Iain Malarkee, 74, of Feddon Hill, likened the phenomenon to reverse psychology. "It is customary in this country to commence an interaction with the word, 'sorry' before any offense has taken place," he explained, as he meticulously logged the weekly decrease in the Co-Op's average aisle width. "Although it appears at first to be a true apology, it is in fact a Dickensonian weapon to get what one wants." Malarkee's obscure and surprising literary reference alludes to the poem, "'Twas such a little -- little boat" by Emily Dickenson, in which the gossamer line between gallantry and greed is illuminated through the metaphor of a boat in dangerous waters.
By this time, approximately 7:13am, the queue for the till had stretched nearly all they way to the pet food & treat section, leading to muted nattering among the increasingly-impatient customers.

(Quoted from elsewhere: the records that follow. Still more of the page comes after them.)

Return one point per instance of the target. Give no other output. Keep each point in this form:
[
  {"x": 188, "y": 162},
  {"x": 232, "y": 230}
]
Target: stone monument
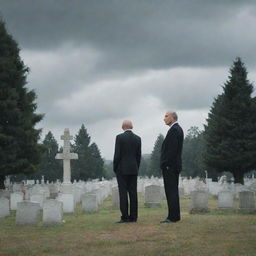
[{"x": 66, "y": 156}]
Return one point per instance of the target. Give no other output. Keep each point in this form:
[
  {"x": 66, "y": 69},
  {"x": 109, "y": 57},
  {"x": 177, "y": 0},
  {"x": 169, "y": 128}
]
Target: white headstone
[
  {"x": 38, "y": 198},
  {"x": 68, "y": 202},
  {"x": 52, "y": 212},
  {"x": 66, "y": 156},
  {"x": 27, "y": 213},
  {"x": 89, "y": 203},
  {"x": 153, "y": 196},
  {"x": 115, "y": 197},
  {"x": 15, "y": 198},
  {"x": 225, "y": 199},
  {"x": 246, "y": 201},
  {"x": 199, "y": 200},
  {"x": 4, "y": 207}
]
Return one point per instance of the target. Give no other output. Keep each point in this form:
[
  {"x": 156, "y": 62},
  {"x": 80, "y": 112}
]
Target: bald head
[
  {"x": 170, "y": 117},
  {"x": 127, "y": 124}
]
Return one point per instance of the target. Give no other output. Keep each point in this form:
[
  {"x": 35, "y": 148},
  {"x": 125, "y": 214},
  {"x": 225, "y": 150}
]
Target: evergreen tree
[
  {"x": 90, "y": 164},
  {"x": 19, "y": 148},
  {"x": 230, "y": 132},
  {"x": 154, "y": 165},
  {"x": 96, "y": 162},
  {"x": 192, "y": 160},
  {"x": 143, "y": 171},
  {"x": 108, "y": 167},
  {"x": 80, "y": 167},
  {"x": 50, "y": 168}
]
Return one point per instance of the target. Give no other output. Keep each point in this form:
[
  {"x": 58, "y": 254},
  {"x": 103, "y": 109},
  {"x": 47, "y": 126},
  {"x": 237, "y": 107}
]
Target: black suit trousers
[
  {"x": 171, "y": 186},
  {"x": 127, "y": 185}
]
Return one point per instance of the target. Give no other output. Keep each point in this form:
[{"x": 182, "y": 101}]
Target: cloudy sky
[{"x": 98, "y": 62}]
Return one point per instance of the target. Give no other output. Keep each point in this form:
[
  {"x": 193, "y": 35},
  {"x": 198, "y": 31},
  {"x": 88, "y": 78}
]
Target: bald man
[
  {"x": 171, "y": 165},
  {"x": 126, "y": 166}
]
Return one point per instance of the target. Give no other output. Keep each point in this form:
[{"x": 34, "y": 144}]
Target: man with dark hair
[
  {"x": 126, "y": 165},
  {"x": 171, "y": 165}
]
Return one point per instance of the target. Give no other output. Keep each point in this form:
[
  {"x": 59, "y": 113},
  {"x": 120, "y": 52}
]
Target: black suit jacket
[
  {"x": 127, "y": 153},
  {"x": 172, "y": 149}
]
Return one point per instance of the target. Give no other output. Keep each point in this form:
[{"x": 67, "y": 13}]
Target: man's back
[{"x": 127, "y": 153}]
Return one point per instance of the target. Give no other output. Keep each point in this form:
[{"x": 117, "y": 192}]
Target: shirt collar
[{"x": 173, "y": 124}]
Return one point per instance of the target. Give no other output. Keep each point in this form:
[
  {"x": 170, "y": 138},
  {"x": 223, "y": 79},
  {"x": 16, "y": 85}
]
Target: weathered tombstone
[
  {"x": 181, "y": 192},
  {"x": 77, "y": 194},
  {"x": 115, "y": 197},
  {"x": 52, "y": 212},
  {"x": 89, "y": 203},
  {"x": 246, "y": 201},
  {"x": 225, "y": 200},
  {"x": 199, "y": 201},
  {"x": 15, "y": 198},
  {"x": 153, "y": 196},
  {"x": 38, "y": 198},
  {"x": 53, "y": 188},
  {"x": 66, "y": 156},
  {"x": 27, "y": 213},
  {"x": 4, "y": 207},
  {"x": 68, "y": 202},
  {"x": 4, "y": 193}
]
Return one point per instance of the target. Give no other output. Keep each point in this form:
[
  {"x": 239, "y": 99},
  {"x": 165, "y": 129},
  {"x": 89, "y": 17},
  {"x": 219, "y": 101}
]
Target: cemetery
[
  {"x": 84, "y": 216},
  {"x": 85, "y": 213},
  {"x": 50, "y": 207}
]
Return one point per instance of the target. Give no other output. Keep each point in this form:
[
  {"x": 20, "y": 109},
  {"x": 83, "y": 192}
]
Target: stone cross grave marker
[{"x": 66, "y": 156}]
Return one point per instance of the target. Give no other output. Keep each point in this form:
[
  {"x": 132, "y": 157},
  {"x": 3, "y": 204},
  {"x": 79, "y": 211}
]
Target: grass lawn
[{"x": 213, "y": 233}]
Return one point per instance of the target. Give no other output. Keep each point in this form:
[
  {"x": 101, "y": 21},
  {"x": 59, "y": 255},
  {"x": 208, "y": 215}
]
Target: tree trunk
[
  {"x": 2, "y": 179},
  {"x": 239, "y": 177}
]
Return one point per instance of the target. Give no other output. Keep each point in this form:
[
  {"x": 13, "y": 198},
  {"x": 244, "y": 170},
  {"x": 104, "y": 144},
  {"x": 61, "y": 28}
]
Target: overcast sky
[{"x": 98, "y": 62}]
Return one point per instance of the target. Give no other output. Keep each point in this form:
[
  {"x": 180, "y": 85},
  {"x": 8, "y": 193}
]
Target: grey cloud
[{"x": 137, "y": 34}]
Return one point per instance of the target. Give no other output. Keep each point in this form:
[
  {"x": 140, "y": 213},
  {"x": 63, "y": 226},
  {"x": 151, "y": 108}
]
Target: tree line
[{"x": 226, "y": 144}]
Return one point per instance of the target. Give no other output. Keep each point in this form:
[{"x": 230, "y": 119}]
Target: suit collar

It was then that Gibbons decided to take action. "I approached the multibuy bin to try to defuse the situation. I took a deep breath, held it for a moment and went in." What happened next will long be remembered by those in attendance. "I took two packs of Jaffa Cakes in each hand and presented them to the customers at the same time. I honestly didn't know what was going to happen next, but I stood my ground, because I knew that -- no matter the consequences -- I was doing the right thing." The two customers looked at Gibbons, then simultaneously said "sorry," which initiated another volley of apologies between the customers. "For the second time in twenty minutes [including the gull rescue], I'd done my bit. So, I picked up my Jaffa Cakes, jumped to the front of the queue, and let them carry on, like. I don't know about anyone else, but I was late for a date with a cuppa."
As a result of his heroic and mostly-selfless management of the Jaffa Cake drama, a card is currently available at the Co-Op to be signed by grateful customers. The card will be presented to Gibbons on the final "race to the cakes" before his deportation next month. At presstime, the enormous card, which features a smiling couple on a cruise ship surrounded by champagne bottles and the words, 'Bon Voyage', has already gathered six signatures.